Among the patients who underwent brachytherapy and who were judged as having no significant PAI by TRUS, one was found to have significant PAI intra-operatively (Case 7). We could observe the pubic arches in all the patients with TRUS, although the visualization of the narrowest part was sometimes difficult, because it often existed in the apex. In this study, we found a case of intra-operative PAI with a small prostate and a wide pubic arch angle. CT was useful for detecting the bony shapes and positions clearly and objectively.
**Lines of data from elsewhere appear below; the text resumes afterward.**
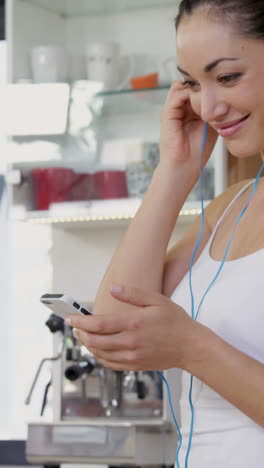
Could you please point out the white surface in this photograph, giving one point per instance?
(34, 109)
(89, 7)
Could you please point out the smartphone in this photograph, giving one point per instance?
(63, 305)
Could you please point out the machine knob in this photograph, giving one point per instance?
(75, 372)
(55, 323)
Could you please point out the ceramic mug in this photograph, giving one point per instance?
(49, 64)
(105, 64)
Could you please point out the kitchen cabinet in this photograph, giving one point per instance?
(90, 232)
(125, 114)
(84, 237)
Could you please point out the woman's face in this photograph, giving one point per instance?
(225, 74)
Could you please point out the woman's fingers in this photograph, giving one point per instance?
(120, 341)
(101, 324)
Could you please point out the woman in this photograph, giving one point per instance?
(145, 322)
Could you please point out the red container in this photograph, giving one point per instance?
(51, 185)
(111, 184)
(83, 187)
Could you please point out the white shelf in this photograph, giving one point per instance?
(70, 8)
(97, 213)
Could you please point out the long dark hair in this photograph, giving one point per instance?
(245, 16)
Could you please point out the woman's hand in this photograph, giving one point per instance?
(182, 132)
(157, 334)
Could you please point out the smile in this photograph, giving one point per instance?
(228, 131)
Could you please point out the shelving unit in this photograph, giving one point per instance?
(72, 8)
(97, 213)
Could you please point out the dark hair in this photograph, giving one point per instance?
(245, 16)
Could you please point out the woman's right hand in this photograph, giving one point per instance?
(182, 133)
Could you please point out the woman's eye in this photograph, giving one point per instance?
(229, 79)
(190, 83)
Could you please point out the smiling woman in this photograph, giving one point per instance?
(208, 322)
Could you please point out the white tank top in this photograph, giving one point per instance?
(234, 309)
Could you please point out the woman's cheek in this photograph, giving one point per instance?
(195, 103)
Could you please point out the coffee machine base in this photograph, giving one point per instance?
(116, 443)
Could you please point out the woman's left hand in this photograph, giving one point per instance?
(158, 334)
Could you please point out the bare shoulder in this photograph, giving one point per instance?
(217, 206)
(178, 256)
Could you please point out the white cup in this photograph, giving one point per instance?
(144, 64)
(105, 64)
(49, 64)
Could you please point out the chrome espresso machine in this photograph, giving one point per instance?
(101, 416)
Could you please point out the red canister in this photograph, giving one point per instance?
(111, 184)
(51, 185)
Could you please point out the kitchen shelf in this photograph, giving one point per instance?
(71, 8)
(130, 101)
(96, 213)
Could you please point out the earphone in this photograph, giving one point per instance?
(196, 314)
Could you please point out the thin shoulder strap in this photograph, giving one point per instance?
(229, 205)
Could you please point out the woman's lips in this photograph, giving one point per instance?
(232, 129)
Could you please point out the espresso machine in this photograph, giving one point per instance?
(101, 416)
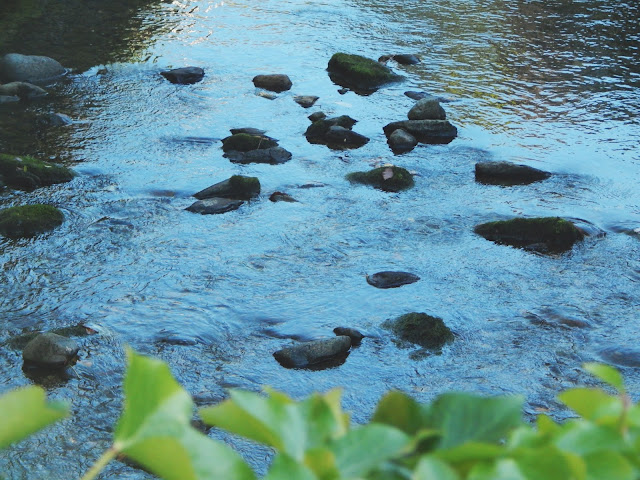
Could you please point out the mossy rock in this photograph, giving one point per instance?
(29, 220)
(28, 173)
(361, 74)
(389, 179)
(542, 234)
(420, 329)
(244, 142)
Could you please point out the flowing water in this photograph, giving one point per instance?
(554, 84)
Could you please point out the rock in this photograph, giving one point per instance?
(282, 197)
(244, 142)
(51, 351)
(401, 141)
(15, 67)
(184, 75)
(391, 279)
(315, 353)
(340, 138)
(355, 336)
(275, 82)
(22, 90)
(401, 58)
(216, 205)
(505, 173)
(546, 234)
(314, 117)
(427, 109)
(305, 101)
(389, 179)
(28, 173)
(420, 329)
(29, 220)
(360, 74)
(272, 156)
(425, 131)
(236, 187)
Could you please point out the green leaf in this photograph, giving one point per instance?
(401, 411)
(25, 411)
(468, 418)
(430, 468)
(155, 428)
(366, 447)
(593, 404)
(607, 374)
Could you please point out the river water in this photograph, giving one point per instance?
(554, 84)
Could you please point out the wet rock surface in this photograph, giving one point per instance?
(315, 354)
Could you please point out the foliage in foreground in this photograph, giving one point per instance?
(458, 436)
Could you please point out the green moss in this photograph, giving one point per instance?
(27, 173)
(420, 329)
(551, 234)
(400, 180)
(29, 220)
(243, 142)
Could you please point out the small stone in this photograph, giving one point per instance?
(274, 82)
(184, 75)
(212, 206)
(305, 101)
(50, 350)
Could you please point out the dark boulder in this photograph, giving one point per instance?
(275, 82)
(546, 234)
(389, 179)
(391, 279)
(360, 74)
(425, 131)
(401, 141)
(506, 173)
(210, 206)
(29, 220)
(317, 353)
(272, 156)
(237, 187)
(420, 329)
(50, 350)
(15, 67)
(184, 75)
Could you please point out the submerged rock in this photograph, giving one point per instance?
(427, 109)
(425, 131)
(50, 350)
(237, 187)
(22, 90)
(15, 67)
(315, 353)
(29, 220)
(184, 75)
(420, 329)
(212, 206)
(389, 179)
(274, 82)
(505, 173)
(543, 234)
(360, 74)
(391, 279)
(28, 173)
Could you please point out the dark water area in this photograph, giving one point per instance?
(552, 84)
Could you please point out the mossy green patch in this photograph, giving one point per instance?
(359, 73)
(420, 329)
(27, 173)
(29, 220)
(545, 234)
(389, 179)
(243, 142)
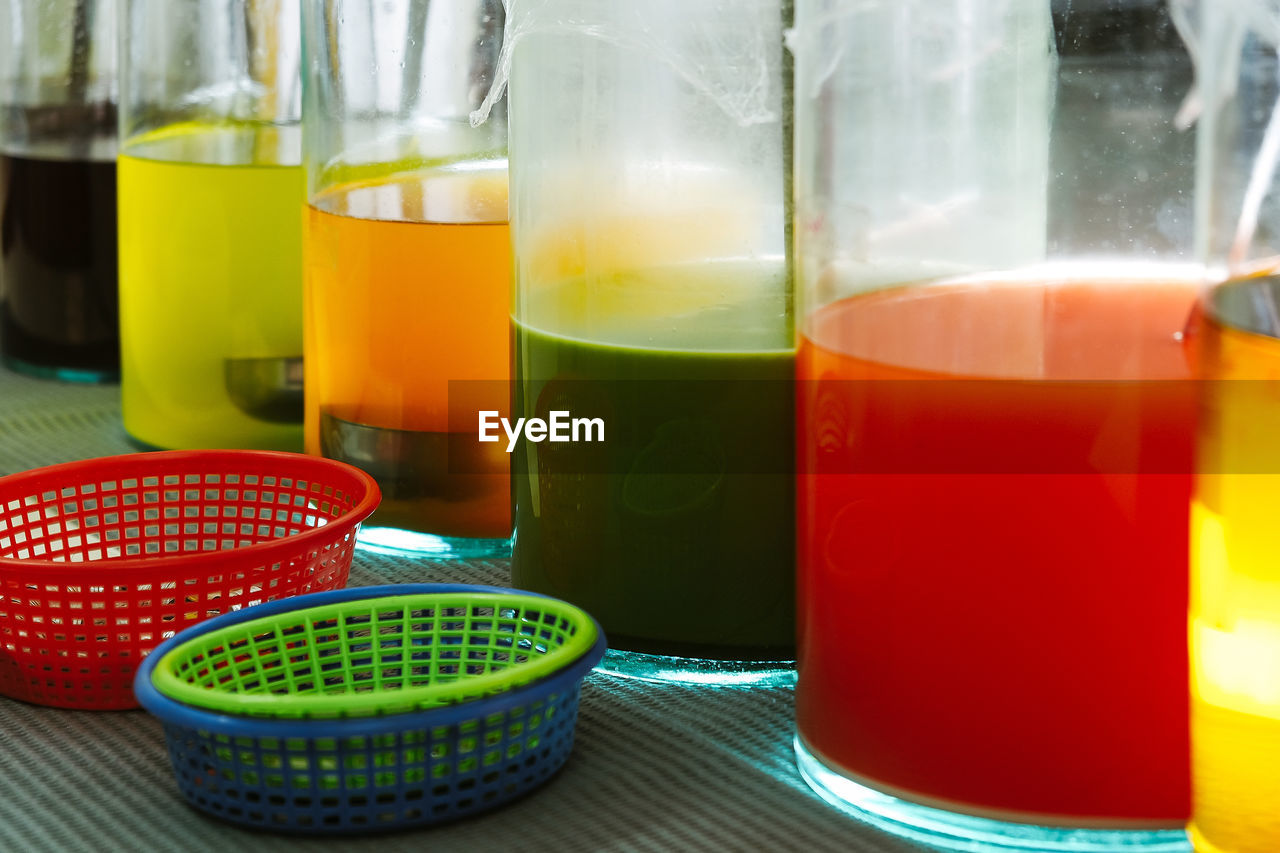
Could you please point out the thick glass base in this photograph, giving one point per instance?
(85, 375)
(694, 670)
(408, 543)
(955, 831)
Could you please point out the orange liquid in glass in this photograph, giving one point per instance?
(407, 288)
(992, 566)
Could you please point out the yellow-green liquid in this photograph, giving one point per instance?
(211, 288)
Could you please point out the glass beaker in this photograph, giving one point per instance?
(653, 296)
(211, 190)
(408, 265)
(993, 232)
(58, 258)
(1235, 539)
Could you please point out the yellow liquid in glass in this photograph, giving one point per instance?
(1235, 582)
(211, 287)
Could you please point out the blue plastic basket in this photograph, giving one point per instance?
(366, 772)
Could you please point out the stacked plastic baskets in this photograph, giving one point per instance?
(376, 707)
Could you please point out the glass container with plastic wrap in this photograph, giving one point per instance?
(408, 265)
(996, 419)
(653, 309)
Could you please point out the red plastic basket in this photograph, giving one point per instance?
(104, 559)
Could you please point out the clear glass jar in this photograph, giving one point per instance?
(653, 293)
(211, 187)
(58, 240)
(408, 265)
(996, 269)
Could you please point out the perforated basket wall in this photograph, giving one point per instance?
(103, 560)
(362, 774)
(380, 655)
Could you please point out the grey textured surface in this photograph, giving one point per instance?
(654, 767)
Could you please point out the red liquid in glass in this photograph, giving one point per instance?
(993, 619)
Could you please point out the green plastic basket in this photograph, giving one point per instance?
(375, 656)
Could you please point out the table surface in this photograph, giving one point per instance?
(654, 766)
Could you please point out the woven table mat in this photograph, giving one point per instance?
(654, 767)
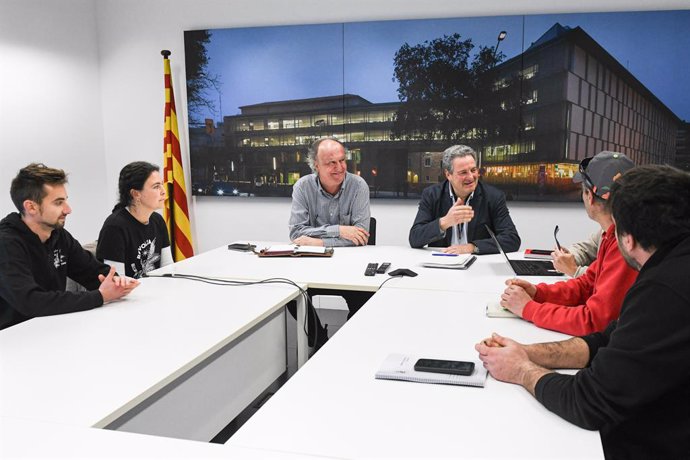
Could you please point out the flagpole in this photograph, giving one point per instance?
(170, 189)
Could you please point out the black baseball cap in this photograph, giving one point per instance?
(601, 171)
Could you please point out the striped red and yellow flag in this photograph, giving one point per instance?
(176, 210)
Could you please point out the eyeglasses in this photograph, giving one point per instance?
(555, 237)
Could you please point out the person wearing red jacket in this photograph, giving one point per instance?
(590, 302)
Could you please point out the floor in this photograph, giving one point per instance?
(332, 310)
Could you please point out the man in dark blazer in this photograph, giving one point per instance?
(452, 214)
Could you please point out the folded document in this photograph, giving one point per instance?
(401, 367)
(295, 250)
(495, 310)
(452, 261)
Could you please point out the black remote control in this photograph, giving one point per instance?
(383, 267)
(371, 269)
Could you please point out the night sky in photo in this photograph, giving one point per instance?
(266, 64)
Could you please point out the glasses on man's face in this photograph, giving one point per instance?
(467, 172)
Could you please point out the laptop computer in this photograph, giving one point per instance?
(526, 267)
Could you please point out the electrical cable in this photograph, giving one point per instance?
(389, 278)
(226, 282)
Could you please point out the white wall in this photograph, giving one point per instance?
(63, 56)
(50, 108)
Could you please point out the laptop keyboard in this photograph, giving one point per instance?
(526, 267)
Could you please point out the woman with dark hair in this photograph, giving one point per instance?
(134, 238)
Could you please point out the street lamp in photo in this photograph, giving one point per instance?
(501, 36)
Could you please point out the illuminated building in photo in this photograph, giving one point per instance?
(575, 100)
(567, 97)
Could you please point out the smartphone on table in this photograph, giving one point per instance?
(442, 366)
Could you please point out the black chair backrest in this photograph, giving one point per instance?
(372, 231)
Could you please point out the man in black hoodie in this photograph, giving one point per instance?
(37, 254)
(634, 385)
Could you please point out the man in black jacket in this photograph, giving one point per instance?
(37, 254)
(634, 385)
(453, 214)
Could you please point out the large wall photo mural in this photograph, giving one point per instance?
(533, 95)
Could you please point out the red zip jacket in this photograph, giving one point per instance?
(588, 303)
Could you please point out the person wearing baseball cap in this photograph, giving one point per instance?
(588, 303)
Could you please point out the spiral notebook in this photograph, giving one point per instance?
(397, 366)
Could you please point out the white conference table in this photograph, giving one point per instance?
(334, 407)
(345, 269)
(174, 358)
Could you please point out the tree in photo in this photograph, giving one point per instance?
(447, 93)
(199, 81)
TCF and LBCT overestimated PAI in one (Case 18) and two (Cases 4 and 18) patients, respectively. We speculate that this may have been caused by inadequate reproduction of the patients’ leg positions. We created a simple two-compartment board with adjustment in the cranio-caudal direction to allow the patients to adequately bend their knees, but not all the patients opened their legs fully wide on the device. This explanation is supported by the fact that the angle of the pubic arch was larger as evaluated by TRUS than as evaluated by LBCT in a number of cases. This problem may be circumvented by the development of a more sophisticated device for maintaining the leg position. In addition, the angle of needle insertion, leg position and pressure of the TRUS probe could be made adjustable intra-operatively. As one more possible reason, we defined 5 mm or more as grade 2 PAI. In general, intra-operative PAI is considered to be clinically significant if the PAI results in alteration of the needle position by 5 mm [8]; however, even overlaps of 5–10 mm may be adjustable during the operation. It has recently been reported that the use of a CT-based PAI of 1.0 cm as a selection criterion for the pubic bone is a simple and reliable method for minimizing the incidence of intra-operative PAI [11]. An additional case with significant PAI (Case 4) was detected by LBCT as compared with the number of cases detected by TCF. This may be attributable to prostate outline overestimation because of the difficulty of contouring the prostate gland on CT images. TCF imaging allows accurate evaluation of the prostate outline based on TRUS, which resolves the uncertainty of prostate outline evaluation by CT alone.

In this study, the results of intra-operative PAI in patients with positive PAI as judged by TRUS were not analyzed. Further study is, however, needed to resolve this issue.

TCF predicted a case to have significant intra-operative PAI, which was underestimated by TRUS. Improvement of reproducibility of the patient position is necessary, but, this aside, TCF has the potential to be a useful supplementary diagnostic tool reducing uncertainty around TRUS interpretations.